La demande d'inclusion en Zona Franca nécessite un contrat d'incitation formel et le respect de seuils d'investissement, d'exportation et d'emploi. De nombreux investisseurs multinationaux utilisent les Zones Francas pour des opérations de nearshoring et des activités orientées vers l'export (développement logiciel, services partagés, fabrication exportatrice).
Conformité, déclarations et obligations continues
Après l'enregistrement de la société, les obligations continues comprennent :
- Tenue des registres corporatifs et convocation d'assemblées annuelles des actionnaires/associés.
- Comptabilité conforme aux normes costariciennes et déclarations fiscales périodiques.
- Paiement de l'impôt sur les sociétés : le taux d'imposition varie selon le revenu imposable (généralement de l'ordre de 10 % à 30 %, avec un taux statutaire maximal d'environ 30 %) ; consulter un conseiller fiscal pour déterminer la tranche applicable à votre société.
- Taxe sur la valeur ajoutée (TVA) actuellement fixée à 13 % sur la plupart des biens et services.
- Contributions employeur à la sécurité sociale (CCSS), déclarations de paie et conformité au droit du travail.
- Renouvellement de la patente municipal et des permis sectoriels.
Le non-respect de ces obligations peut entraîner des amendes, des sanctions administratives ou des limitations à l'exercice de l'activité.
Conseils pratiques pour les investisseurs étrangers
- Mandater un conseil local et un comptable dès le début pour concevoir la structure sociétaire optimale et garantir la conformité réglementaire.
- Préparer les documents apostillés et traduits en espagnol avant l'arrivée — cela réduit les délais.
- Anticiper les délais KYC bancaires ; de nombreuses banques exigent la présence des dirigeants pour la signature et la vérification biométrique.
- Envisager le régime de Zona Franca si votre activité est orientée vers l'export ou génère une création d'emplois significative.
- Vérifier si l'activité envisagée est soumise à des restrictions sectorielles et obtenir les permis nécessaires avant de débuter l'exploitation.
Conclusion
Le Costa Rica offre un environnement globalement ouvert à la propriété étrangère et à la création d'entreprises, avec des structures sociétaires claires (S.A. et S.R.L.), des processus d'enregistrement accessibles et des incitations attractives telles que les Zones Francas.
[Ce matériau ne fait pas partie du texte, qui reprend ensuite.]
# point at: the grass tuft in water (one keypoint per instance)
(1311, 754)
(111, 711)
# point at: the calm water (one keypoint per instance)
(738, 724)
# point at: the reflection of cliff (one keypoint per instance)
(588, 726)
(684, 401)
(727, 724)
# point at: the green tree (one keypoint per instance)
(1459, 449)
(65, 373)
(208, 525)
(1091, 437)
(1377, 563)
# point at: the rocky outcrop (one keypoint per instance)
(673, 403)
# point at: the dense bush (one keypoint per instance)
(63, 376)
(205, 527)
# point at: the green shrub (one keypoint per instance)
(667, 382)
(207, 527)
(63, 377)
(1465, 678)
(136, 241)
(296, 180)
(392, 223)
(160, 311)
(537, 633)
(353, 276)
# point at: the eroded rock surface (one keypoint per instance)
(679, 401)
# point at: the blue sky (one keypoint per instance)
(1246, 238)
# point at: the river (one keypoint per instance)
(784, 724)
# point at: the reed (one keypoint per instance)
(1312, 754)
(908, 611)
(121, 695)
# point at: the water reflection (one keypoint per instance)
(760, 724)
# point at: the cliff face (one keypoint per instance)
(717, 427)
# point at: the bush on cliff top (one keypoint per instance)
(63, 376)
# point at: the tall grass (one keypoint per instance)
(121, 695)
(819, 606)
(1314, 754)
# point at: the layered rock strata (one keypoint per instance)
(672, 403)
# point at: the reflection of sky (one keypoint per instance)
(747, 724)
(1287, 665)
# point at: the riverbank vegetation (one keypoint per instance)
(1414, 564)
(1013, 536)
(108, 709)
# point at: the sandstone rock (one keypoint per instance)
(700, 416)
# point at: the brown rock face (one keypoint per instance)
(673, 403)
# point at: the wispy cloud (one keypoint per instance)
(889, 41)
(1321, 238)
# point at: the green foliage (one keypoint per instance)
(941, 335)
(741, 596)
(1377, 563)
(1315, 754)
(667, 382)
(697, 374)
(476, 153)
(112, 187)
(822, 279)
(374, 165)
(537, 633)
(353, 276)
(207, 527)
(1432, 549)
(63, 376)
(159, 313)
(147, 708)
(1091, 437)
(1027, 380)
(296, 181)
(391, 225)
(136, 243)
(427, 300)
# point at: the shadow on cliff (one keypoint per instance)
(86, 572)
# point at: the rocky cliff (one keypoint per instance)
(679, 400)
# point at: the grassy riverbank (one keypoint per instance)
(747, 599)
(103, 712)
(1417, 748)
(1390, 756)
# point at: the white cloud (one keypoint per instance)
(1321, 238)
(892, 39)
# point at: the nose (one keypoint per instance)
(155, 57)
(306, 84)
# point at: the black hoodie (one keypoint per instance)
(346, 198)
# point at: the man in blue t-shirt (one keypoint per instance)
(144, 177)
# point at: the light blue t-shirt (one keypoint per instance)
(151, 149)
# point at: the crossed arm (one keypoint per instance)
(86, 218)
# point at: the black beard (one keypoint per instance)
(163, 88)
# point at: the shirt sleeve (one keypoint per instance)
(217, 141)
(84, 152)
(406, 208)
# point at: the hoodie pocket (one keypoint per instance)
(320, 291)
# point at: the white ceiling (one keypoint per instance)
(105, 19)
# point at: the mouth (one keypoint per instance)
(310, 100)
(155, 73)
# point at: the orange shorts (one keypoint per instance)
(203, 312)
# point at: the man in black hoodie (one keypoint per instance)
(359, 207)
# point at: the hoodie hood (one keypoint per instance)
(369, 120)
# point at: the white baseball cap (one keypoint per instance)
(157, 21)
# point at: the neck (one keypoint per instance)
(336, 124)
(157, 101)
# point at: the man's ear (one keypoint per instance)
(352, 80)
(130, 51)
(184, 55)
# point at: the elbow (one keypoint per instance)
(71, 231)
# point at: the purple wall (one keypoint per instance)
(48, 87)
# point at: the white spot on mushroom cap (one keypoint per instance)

Bien que la plupart des activités commerciales permettent une détention à 100 % par des étrangers, certains secteurs réglementés et projets liés aux terres ou aux ressources peuvent imposer des limites, des exigences d'autorisation ou un examen accru. Les délais typiques de constitution d'une société sont de 4–6 semaines pour les cas simples, et les coûts varient selon la complexité juridique et le secteur. Travailler avec des conseillers locaux expérimentés garantit une immatriculation efficace, le respect des règles de propriété étrangère et une entrée sur le marché costaricien plus fluide dans une économie dynamique.